Suite à la signature d’un compromis l’acheteur décide d’user de son droit de rétractation mais le fait par courriel.
Le vendeur l’assigne en paiement de l’indemnité d’immobilisation et la cour d’appel juge la rétractation par courriel inopérante aux motifs que ce courriel n'avait pas présenté des garanties équivalentes à une lettre recommandée motif pris, in abstracto, qu'un courriel ne permettait pas d'identifier l'expéditeur, le destinataire ni d'attester de la date de réception.
Sauf qu’en l’espèce le destinataire du courriel était le notaire désigné dans le compromis pour recevoir les rétractations éventuelles et qu’il attestait avoir réceptionné ce courriel.
La cour de cassation rappelle qu'aux termes de l'article L. 271-1, alinéa 2, du code de la construction et de l'habitation, la faculté de rétractation du bénéficiaire d'une promesse de vente est exercée par lettre recommandée avec demande d'avis de réception ou par tout autre moyen présentant des garanties équivalentes pour la détermination de la date de réception ou de remise.

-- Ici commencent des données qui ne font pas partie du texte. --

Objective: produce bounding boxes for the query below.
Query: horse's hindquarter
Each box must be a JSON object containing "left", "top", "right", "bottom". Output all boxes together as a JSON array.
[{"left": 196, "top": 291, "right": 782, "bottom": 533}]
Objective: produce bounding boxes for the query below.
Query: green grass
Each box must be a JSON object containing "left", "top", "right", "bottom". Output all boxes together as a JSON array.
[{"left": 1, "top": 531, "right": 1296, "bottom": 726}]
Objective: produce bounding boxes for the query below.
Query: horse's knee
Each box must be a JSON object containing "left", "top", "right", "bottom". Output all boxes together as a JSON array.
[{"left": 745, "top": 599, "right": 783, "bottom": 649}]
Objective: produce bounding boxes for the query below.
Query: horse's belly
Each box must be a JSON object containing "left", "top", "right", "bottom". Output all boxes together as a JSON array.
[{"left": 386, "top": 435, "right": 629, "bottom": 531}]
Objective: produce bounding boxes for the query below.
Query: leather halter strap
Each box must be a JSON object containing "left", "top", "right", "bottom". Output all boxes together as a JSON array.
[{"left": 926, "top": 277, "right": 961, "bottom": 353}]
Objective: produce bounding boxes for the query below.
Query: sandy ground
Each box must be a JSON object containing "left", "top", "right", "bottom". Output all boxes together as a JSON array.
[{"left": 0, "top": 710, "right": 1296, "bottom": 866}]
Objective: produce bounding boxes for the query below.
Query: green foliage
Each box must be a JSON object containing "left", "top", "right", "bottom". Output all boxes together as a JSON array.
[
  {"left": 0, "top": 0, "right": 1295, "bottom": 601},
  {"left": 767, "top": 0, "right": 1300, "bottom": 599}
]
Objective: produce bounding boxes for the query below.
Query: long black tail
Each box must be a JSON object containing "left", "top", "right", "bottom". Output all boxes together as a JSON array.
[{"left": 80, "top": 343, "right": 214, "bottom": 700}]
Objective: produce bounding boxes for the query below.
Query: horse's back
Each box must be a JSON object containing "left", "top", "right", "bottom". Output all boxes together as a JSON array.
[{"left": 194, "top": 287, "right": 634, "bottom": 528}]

Ce « tout autre moyen » était analysé habituellement comme un acte d’huissier présentant encore plus de garanties qu’une lettre recommandée, ou encore une lettre recommandée électronique puisque la loi du 7 octobre 2016 et son décret d'application du 9 mai 2018 affirment l'équivalence entre la lettre recommandée papier et la lettre recommandée électronique, si bien que la cour d’appel a jugé que cette équivalence ne pouvait être étendue à un simple courriel.
La cour de cassation reproche à la cour d’appel ce raisonnement restrictif en un attendu sans concession : « En se déterminant ainsi, sans rechercher, comme il le lui était demandé, si l'envoi d'un tel document au notaire mandaté par le vendeur pour recevoir l'éventuelle notification de la rétractation, lequel a attesté en justice avoir reçu le courriel litigieux le 9 mai 2017 à 18 heures 25, n'avait pas présenté des garanties équivalentes à celles d'une notification par lettre recommandée avec demande d'avis de réception, la cour d'appel n'a pas donné de base légale à sa décision. ».
Désormais l’on peut exercer son droit de rétractation par courriel à condition toutefois que le destinataire atteste de la réception de ce courriel ce qui ne pose aucune difficulté pour un officier ministériel tel qu’un notaire mais peut présenter un risque si le destinataire désigné n’est pas officier ministériel.
La porte n’est donc qu’entrouverte et la prudence reste de rigueur.